Dustin, not entirely sure if I understand you, but as far as I know (and I'm only really learning about the whole system now), the translator is a service that listens for build messages, normalizes them into a consistent format, then republishes them to *.normalized queues.  So it pretty much has to be running as a separate service somewhere.

Comment 12

•

11 years ago

Oh, ok.  The shims are all crontasks that poll things.  They run on the app host.

    # activate some shims - these should each only be on one host!
    include webapp::pulse::shim::heartbeat
    webapp::pulse::shim::hg {
        'mozilla-central': ;
        'users/jgriffin_mozilla.com/synkme': ;
    }   
    # these will likely not be used, and are not implemented in puppet
    #include webapp::pulse::shim::bugzilla
    #include webapp::pulse::shim::ftp

anyway, we could certainly run the translator on the app host, as well, even if it is a service rather than a crontask.  That would let new versions be deployed using the "normal" webapp push process, just like for the Django app.  It's up to you, really - just an idea.

Updated

•

11 years ago

Component: Server Operations: Developer Services → General

Flags: needinfo?(shyam)

Product: mozilla.org → Testing

QA Contact: shyam

Version: other → unspecified

Comment 13

•

11 years ago

Whee. This isn't dev services. I'll kick the service for now Mark, and see if I can get you access.

Assignee: shyam → nobody

Comment 14

•

11 years ago

And done. 

[shyam@pulsetranslator.ateam.phx1 ~]$ sudo /etc/init.d/pulsetranslator restart
Stopping pulsetranslator:                                  [  OK  ]
Starting pulsetranslator: daemon --user webtools /home/webtools/apps/pulsetranslator/bin/runtranslator --daemon --pidfile /home/webtools/apps/pulsetranslator/translator.pid --logfile /home/webtools/apps/pulsetranslator/stdout.log --durable --logdir /home/webtools/apps/pulsetranslator/logs
                                                           [  OK  ]

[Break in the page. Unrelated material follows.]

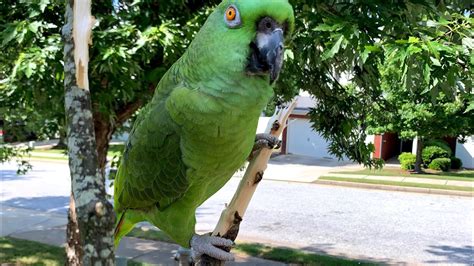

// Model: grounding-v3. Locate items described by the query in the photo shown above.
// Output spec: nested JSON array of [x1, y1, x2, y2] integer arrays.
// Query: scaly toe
[[191, 234, 235, 261]]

Jonathan Griffin (:jgriffin)

Comment 15

•

11 years ago

Dustin: oh yeah, definitely we would like to transition this to a completely IT-managed system.  We have plans to fix and tighten up a variety of pulse-related stuff, all of which ended up in our lap a while ago.

Shyam: thanks, I can see the translator queue being drained.  I don't know for sure if this will fix this particular bug, but it will probably fix bug 879204 at least.

Comment 16

•

11 years ago

The pulstranslator being down would absolutely not cause connection timeouts for a pulse consumer, since consumers neither connect to nor have any knowledge of the pulsetranslator.

Connection timeouts mean either pulse is having problems itself, or there are some transient network problems between the consumer and pulse.

Comment 17

•

11 years ago

Just to let you know our mozmill-ci consumer is working again and already got a couple of notifications. Thanks.

Ed Morley [:emorley]

Updated

•

11 years ago

Severity: blocker → critical

Jonathan Griffin (:jgriffin)

Comment 18

•

11 years ago

What's left to do on this bug? Jonathan or Shyam?

Comment 19

•

11 years ago

There doesn't seem to be anything actionable on the pulse side.  WORKSFORME?